Lacombe’s annual four-day celebration Lacombe Days is returning from July 27th-30th and promises to build on the progress of last year’s festival.
According to Chris Ross, chair of the Lacombe Days committee, the fun-filled event will have several new events to go along with popular events that Lacombe residents have enjoyed in years past.
The event will also feature a special dedication of the new LAVIII Armoured vehicle, which was brought into town to honour Canadians who served in Afghanistan, particularly Lacombe resident Master Cpl. Byron Greff, who served in the Third Battalion Princess Patricia’s Canadian Light Infantry and was the last Canadian to lose his life in Afghanistan.
“We are having a dedication to Master Cpl. Byron Greff, who passed away in Afghanistan. It will be a significant part of the Lacombe Days parade. We will have a strong military presence at the parade,” Ross said.
The parade will run on Saturday and anyone can enter to have their float participate.
Lacombe Days will feature many new events like Dr. Von Houligan’s Carnival of Calamities and Locavore Lacombe.
According to the Lacombe Days web site, Locavore allows participants to, “Experience an event celebrating the Lacombe food and beverage culture; savour delicious tastings of local food and drinks prepared by professional chefs and connect with the producers that bring the food and drinks to your table.”
Ross also noted a new slo-pitch tournament is coming to town for Lacombe Days.
“We have the 32-team Red Eye slo-pitch tournament, which will have the lights up in the night. They are still looking for a couple more teams,” Ross said.
The ball tournament will have a home run derby, food trucks, beer gardens and free camping on the Michener Park diamonds.
Another event that is returning due to popular demand is the Country Rising Stage, which this year will be featuring artists Steve Arsenault with guest artists Alecia Aichelle, Jamie Woodfin and Amy Metcalfe on Friday and Randi Boulton with guest band Sneeker on Saturday.
“We have had an overwhelming response to our Country Rising Night,” Ross added.
Meanwhile, the weekend will kickoff with the Field Crop Development Centre Barley Pancake Breakfast and the weekend will feature barbecues and breakfasts everyday.
Other highlights include, on Friday, the AFSC Charity Pancake Breakfast from 7 to 9 a.m.; Michener House Museum tours and Flatiron Museum tours.
There will also be blacksmithing demonstrations at the Blacksmith Shop Museum from 1 – 4 p.m. and guided walking tours from 2 – 3 p.m. which start from the Michener House Museum.
This walking tour will explore Lacombe’s rich history, fascinating architecture and beautiful murals, according to the Lacombe Days web site.
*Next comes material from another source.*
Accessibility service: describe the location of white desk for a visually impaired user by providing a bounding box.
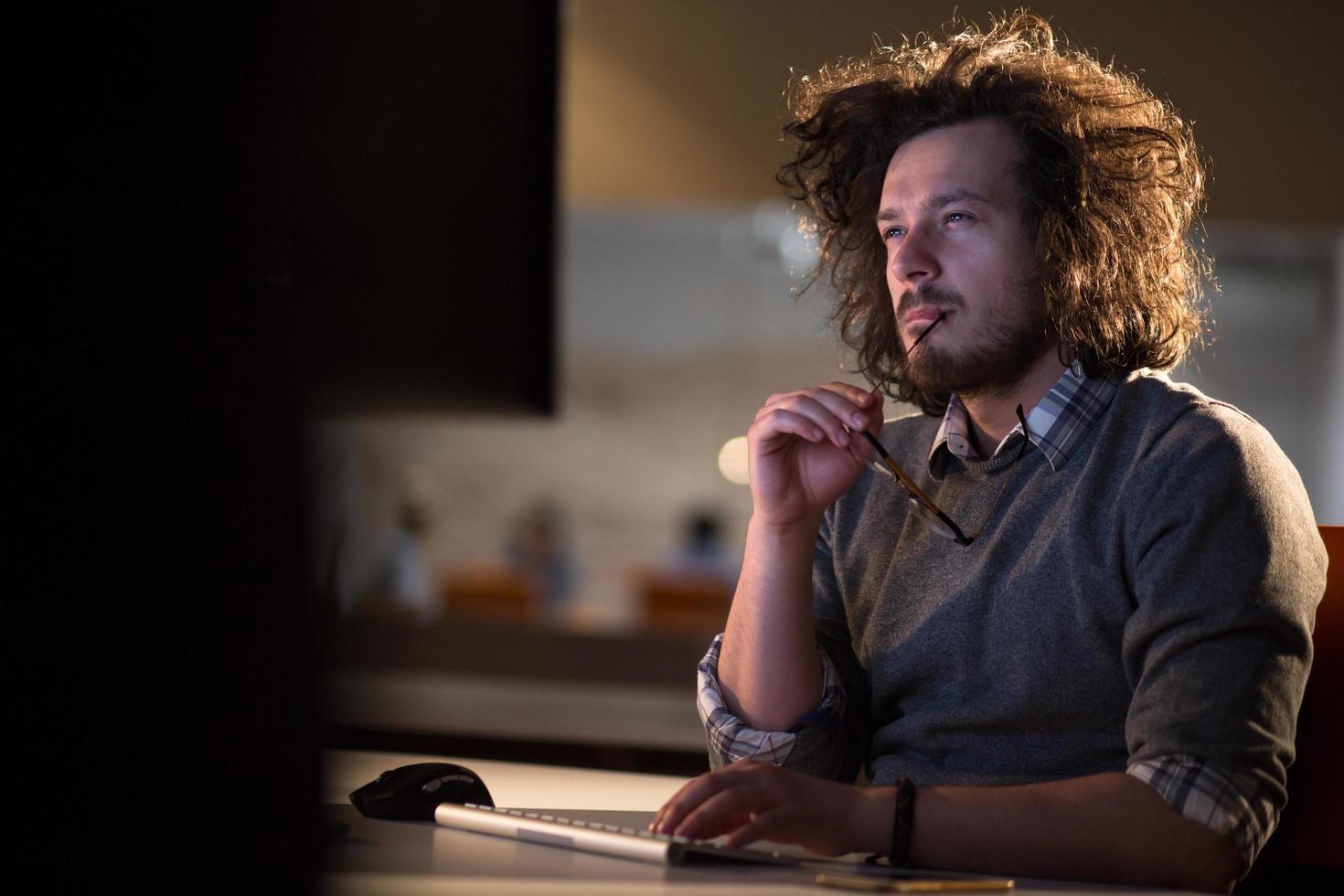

Also on Saturday, you can check out the Geocache Scavenger Hunt throughout the City all day – sign in at the LMC info booth from 11 a.m. to 5 p.m. to get the coordinates to find the prizes.
There is also a pancake breakfast at the Gary Moe Auto Sportsplex Curling Rink from 7 a.m. to 10 a.m. in support of St. Stephen’s Catholic Church building fundraiser.
Also, check out ‘Barn Hunt Fun Days’ in the Gary Moe Auto Group Sportsplex Arena 1 from 9 a.m. to 5 p.m.
Barn Hunt is the new and quick-growing dog sport based on the traditional roles of many breeds in ridding farms and barns of destructive vermin.
A full list of the multitude of events is available at lacombedays.ca and everything is made possible through the help of the community, according to Ross.
“We have made every effort possible within our financial means and our volunteer availability to increase Lacombe Days,” he explained. “The biggest challenge is to gather the volunteers and organizations to assist us and help us expand Lacombe Days.
“You always want to see it bigger and better and you do whatever possible you can do with the community support you have. We have had overwhelming sponsorship support from the community.”
Ross explained that a small organizing committee cannot put on this event without the support they have received.
“It is great to see it succeed and each year in the last four years that I have been part of it, we have tried to take some steps forward,” Ross said.
“There are wonderful people and organizations in the community that have helped and we appreciate that.
“We also try to be creative with our sponsors,” he said. “If they can provide an event or activity and have a passion to come forward with it, it helps. That is where the community atmosphere comes together and what makes it all work.”